American politician, fitness instructor, and football player

Jeremy Askew Gray (born October 8, 1985) is an American politician, fitness instructor, and retired football player serving as a Democratic member of the Alabama House of Representatives from the 83rd district. He assumed office on November 7, 2018.

== Early life and education ==
Born in Opelika, Alabama, Gray graduated from Opelika High School in 2004 where he was a star football and track athlete. He earned a Bachelor of Science degree in sports management from North Carolina State University.
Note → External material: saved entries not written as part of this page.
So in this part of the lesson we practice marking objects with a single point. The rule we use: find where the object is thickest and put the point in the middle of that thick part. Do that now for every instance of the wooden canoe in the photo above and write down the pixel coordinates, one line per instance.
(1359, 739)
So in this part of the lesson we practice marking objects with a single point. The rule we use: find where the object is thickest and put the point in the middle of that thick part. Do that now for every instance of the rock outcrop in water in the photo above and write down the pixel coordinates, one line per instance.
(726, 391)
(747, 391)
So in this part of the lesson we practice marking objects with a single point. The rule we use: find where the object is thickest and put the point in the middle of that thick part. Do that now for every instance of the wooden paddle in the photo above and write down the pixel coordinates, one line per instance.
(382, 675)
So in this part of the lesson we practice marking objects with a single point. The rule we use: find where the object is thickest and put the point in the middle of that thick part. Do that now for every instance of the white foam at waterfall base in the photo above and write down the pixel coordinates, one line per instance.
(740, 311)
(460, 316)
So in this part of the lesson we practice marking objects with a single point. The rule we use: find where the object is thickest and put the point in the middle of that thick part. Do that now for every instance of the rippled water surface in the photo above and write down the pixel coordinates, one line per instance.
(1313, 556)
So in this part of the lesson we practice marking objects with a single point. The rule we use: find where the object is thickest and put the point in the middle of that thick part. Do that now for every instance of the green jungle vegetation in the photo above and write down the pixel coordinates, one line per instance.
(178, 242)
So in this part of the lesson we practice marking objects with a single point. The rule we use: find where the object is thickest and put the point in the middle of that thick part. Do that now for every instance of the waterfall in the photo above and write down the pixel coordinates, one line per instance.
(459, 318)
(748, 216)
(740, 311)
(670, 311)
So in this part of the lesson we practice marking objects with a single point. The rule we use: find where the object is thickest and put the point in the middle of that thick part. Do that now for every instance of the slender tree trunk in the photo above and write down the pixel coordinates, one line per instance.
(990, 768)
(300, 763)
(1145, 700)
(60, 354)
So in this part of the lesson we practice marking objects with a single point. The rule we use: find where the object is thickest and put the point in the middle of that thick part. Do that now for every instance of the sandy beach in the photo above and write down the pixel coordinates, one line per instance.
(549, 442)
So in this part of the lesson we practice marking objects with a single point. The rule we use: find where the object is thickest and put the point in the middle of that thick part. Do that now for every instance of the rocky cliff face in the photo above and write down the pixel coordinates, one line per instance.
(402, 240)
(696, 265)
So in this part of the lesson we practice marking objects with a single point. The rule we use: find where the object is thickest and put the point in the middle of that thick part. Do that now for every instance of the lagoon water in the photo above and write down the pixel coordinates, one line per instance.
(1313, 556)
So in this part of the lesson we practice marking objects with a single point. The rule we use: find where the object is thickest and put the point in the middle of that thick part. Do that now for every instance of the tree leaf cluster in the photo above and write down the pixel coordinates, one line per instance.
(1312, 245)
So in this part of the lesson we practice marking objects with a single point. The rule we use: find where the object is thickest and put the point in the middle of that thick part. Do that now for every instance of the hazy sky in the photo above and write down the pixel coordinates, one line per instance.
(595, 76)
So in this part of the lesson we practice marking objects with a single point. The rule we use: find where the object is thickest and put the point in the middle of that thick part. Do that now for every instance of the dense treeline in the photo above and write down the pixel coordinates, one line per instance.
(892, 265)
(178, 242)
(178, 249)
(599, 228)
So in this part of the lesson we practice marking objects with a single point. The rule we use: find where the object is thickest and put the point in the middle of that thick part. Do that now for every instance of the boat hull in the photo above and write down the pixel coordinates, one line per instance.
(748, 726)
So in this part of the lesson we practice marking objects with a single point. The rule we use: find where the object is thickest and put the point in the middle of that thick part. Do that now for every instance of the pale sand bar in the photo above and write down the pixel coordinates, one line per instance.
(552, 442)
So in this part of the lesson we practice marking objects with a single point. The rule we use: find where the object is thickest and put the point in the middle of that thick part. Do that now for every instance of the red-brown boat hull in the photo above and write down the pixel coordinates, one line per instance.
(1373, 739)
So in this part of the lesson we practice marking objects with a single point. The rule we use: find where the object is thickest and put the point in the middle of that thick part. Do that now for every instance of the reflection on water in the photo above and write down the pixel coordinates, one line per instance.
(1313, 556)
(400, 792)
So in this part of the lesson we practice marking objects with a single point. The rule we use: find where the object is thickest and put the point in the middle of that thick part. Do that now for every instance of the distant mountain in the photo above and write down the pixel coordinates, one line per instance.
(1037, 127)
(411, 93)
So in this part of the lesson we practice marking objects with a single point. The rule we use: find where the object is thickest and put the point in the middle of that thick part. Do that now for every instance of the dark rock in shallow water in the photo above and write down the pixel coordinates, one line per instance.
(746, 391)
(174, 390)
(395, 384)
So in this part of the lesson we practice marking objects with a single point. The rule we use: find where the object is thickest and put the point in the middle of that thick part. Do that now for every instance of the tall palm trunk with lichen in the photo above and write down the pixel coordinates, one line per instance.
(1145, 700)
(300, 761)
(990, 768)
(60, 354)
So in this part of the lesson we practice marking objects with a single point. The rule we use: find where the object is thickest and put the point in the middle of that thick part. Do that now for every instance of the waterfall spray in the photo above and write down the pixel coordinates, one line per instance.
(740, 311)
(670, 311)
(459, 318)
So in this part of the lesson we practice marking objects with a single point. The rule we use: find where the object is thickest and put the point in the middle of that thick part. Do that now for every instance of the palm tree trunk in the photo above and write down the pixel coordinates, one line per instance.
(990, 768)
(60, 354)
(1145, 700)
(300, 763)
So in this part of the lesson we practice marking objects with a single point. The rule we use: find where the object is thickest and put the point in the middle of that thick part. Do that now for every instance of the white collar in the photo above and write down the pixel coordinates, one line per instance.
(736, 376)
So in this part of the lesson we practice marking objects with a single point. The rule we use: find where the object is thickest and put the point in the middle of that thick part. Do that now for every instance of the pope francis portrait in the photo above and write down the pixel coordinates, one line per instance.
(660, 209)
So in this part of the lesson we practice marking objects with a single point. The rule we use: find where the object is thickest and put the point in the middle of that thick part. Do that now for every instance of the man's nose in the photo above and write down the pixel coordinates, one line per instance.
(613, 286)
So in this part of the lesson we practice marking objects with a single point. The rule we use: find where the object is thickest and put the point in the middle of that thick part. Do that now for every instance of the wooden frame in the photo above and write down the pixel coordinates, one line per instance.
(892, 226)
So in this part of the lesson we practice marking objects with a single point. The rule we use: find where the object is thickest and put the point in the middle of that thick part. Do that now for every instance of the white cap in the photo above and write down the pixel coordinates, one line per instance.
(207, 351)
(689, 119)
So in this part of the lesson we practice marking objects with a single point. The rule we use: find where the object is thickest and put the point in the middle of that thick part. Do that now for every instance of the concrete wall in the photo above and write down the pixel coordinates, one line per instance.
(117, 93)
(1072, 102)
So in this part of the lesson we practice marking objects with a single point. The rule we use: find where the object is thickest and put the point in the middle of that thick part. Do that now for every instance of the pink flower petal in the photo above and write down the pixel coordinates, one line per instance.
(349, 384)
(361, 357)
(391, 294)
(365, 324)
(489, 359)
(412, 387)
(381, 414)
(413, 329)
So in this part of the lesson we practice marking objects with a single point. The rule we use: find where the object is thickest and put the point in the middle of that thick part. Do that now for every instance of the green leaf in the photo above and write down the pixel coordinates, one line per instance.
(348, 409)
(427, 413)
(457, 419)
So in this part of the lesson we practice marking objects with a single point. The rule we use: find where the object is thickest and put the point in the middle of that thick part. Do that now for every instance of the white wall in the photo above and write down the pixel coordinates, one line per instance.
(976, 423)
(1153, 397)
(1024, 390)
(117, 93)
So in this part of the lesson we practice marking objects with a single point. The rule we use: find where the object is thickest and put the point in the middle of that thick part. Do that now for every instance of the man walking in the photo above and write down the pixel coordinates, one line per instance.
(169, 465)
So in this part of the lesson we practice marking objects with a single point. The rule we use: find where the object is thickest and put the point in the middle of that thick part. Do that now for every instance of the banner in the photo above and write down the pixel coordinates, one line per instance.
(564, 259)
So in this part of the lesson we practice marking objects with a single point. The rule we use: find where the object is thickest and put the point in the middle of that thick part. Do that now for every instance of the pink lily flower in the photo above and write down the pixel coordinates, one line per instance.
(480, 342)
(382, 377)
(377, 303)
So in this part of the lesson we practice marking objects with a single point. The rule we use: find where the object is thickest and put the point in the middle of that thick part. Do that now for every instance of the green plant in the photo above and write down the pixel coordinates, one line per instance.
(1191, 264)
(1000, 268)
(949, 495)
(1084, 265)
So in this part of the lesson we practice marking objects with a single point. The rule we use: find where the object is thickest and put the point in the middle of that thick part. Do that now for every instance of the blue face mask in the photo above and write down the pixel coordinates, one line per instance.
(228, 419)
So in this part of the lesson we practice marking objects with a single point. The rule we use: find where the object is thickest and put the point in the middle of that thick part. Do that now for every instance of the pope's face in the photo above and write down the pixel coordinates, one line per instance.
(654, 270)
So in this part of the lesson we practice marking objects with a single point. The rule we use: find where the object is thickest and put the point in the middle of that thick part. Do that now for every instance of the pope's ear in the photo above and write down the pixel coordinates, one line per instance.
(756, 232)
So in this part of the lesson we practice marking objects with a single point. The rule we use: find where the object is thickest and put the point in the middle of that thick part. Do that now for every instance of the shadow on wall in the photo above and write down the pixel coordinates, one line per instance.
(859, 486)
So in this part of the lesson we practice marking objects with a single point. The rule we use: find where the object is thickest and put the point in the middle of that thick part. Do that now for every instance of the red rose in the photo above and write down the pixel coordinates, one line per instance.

As an undergraduate, Gray was a defensive back for the NC State Wolfpack football team from 2005 to 2008. He was a two-year starter and made 61 solo tackles as a senior. In 39 career games played, he recorded 132 total tackles, seven interceptions, and one quarterback sack.

== Career ==
Gray played for the Tulsa Talons and the Kansas City Command of the Arena Football League in 2011. He recorded his first career interception with the Talons in a loss to the Dallas Vigilantes on March 19. From 2013 to 2015, Gray worked as a fitness instructor in Opelika. In 2015, he played as a cornerback for the Saskatchewan Roughriders. Gray later returned to Alabama, where he has since worked as a personal trainer and yoga instructor. Gray was elected to the Alabama House of Representatives and assumed office on November 7, 2018.

Gray has worked to lift a ban on yoga in Alabama schools.

== Congressional race ==

In November 2023, Gray announced his candidacy to represent Alabama's 2nd congressional district in the U.S. House of Representatives. He is running as a Democrat in the March 5, 2024, primary election.